Was Paul Nicholls once a jockey?

Nowadays, Paul Nicholls is best known as the eleven-time winner of the National Hunt Trainers’ Championship, with over 3,000 winners, including 45 Cheltenham Festival winners and a Grand National winner, to his name. It would be fair to say that Nicholls is a familiar, if rather portly, figure on British racecourses in his trademark tweed coat with a velvet collar, but he was, in his younger days, an accomplished National Hunt jockey.

In a seven-year riding career, Nicholls rode a respectable 133 winners, but was most closely associated with the late David Barons, for whom he was stable jockey between 1986 and his retirement, due to injury, in 1989. Indeed, it was for Barons that Nicholls recorded back-to-back victories in the Hennessy Gold Cup – now the Ladbrokes Trophy – at Newbury on Broadheath in 1986 and Playschool in 1987. Remarkably, Broadheath carried just 10st 5lb and Playschool just 10st 8lb.
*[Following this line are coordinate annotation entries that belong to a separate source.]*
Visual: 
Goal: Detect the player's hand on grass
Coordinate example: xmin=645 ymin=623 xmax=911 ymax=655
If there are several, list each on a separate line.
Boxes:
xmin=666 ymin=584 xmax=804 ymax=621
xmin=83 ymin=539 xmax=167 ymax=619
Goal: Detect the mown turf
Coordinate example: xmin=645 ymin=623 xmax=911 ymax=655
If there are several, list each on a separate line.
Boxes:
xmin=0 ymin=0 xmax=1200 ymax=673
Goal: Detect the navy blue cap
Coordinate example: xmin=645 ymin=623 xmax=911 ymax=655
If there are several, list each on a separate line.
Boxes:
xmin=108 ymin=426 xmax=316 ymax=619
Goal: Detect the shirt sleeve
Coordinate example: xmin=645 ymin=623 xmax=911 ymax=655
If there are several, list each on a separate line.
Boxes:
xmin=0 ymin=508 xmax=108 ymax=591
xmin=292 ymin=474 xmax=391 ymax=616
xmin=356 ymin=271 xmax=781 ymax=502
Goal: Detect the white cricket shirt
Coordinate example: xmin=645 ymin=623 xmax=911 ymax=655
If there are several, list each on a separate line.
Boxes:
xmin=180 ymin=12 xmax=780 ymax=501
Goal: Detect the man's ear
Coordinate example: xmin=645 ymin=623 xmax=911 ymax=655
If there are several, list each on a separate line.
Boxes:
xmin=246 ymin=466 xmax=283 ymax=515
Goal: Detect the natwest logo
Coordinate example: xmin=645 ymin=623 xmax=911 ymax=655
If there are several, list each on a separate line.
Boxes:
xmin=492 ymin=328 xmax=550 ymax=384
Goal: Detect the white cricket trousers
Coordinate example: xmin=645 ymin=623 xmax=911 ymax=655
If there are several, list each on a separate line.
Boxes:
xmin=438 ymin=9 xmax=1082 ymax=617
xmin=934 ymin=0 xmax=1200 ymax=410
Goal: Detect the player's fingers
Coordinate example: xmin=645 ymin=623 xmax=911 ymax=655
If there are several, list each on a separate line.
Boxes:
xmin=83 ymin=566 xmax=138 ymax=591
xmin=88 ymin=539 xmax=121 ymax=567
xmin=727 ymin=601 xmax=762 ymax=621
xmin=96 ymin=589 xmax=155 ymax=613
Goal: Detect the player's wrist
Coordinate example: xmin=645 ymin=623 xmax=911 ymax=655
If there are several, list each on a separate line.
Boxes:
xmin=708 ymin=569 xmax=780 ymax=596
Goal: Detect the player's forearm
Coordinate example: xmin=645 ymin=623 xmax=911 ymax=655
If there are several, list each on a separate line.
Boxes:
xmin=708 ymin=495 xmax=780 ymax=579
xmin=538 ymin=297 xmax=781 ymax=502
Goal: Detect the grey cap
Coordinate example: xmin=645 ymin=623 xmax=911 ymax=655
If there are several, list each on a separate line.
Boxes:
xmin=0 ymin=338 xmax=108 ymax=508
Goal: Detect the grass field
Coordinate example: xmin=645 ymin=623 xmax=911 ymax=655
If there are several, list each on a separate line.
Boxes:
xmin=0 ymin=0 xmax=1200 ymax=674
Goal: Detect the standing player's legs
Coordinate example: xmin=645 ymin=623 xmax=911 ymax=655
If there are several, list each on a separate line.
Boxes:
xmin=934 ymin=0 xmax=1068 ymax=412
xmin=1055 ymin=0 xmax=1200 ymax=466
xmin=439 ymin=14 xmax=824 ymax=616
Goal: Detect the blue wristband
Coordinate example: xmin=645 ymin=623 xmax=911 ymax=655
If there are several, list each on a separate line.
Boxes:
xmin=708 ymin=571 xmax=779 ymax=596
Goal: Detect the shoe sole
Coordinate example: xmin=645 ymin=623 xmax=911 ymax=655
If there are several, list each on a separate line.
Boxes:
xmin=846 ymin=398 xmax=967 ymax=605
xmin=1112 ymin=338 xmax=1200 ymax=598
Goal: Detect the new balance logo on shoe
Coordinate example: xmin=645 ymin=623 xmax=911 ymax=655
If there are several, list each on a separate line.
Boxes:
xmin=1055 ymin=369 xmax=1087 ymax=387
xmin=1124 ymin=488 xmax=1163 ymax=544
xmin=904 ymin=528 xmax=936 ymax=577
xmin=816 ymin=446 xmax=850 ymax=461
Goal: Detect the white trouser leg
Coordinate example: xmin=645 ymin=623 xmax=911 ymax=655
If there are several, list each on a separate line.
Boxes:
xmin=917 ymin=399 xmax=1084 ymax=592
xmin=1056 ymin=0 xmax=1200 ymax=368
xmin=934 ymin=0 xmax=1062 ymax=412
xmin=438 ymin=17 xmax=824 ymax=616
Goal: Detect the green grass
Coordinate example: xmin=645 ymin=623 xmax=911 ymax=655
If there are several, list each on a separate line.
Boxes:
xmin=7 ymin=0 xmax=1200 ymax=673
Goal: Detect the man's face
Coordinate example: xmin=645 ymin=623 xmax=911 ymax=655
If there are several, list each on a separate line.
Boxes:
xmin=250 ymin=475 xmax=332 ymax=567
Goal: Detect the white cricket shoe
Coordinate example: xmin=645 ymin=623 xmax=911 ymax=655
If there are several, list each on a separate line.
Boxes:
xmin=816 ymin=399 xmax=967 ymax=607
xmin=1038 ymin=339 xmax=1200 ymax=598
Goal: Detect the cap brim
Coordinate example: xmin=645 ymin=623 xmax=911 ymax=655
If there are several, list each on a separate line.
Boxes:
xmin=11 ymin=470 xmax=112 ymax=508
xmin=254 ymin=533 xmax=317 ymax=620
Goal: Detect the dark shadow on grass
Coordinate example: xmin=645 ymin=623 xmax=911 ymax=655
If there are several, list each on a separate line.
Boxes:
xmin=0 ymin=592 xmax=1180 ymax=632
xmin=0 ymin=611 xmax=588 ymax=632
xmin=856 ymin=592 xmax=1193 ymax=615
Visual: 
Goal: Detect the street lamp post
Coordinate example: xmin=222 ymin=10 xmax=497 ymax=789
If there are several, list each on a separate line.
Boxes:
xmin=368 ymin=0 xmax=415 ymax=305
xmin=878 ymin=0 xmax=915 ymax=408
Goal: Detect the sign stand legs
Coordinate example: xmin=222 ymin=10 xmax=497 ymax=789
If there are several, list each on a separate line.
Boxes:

However, in an interview long after his retirement from the saddle, Nicholls admitted that he often resorted to ‘cheating’, by constantly taking diuretic pills, known in racing circles as ‘pee pills’, to keep his weight down, or fiddling the scales when weighing out or in. He also admitted to having been close to anorexia during his career as a jockey.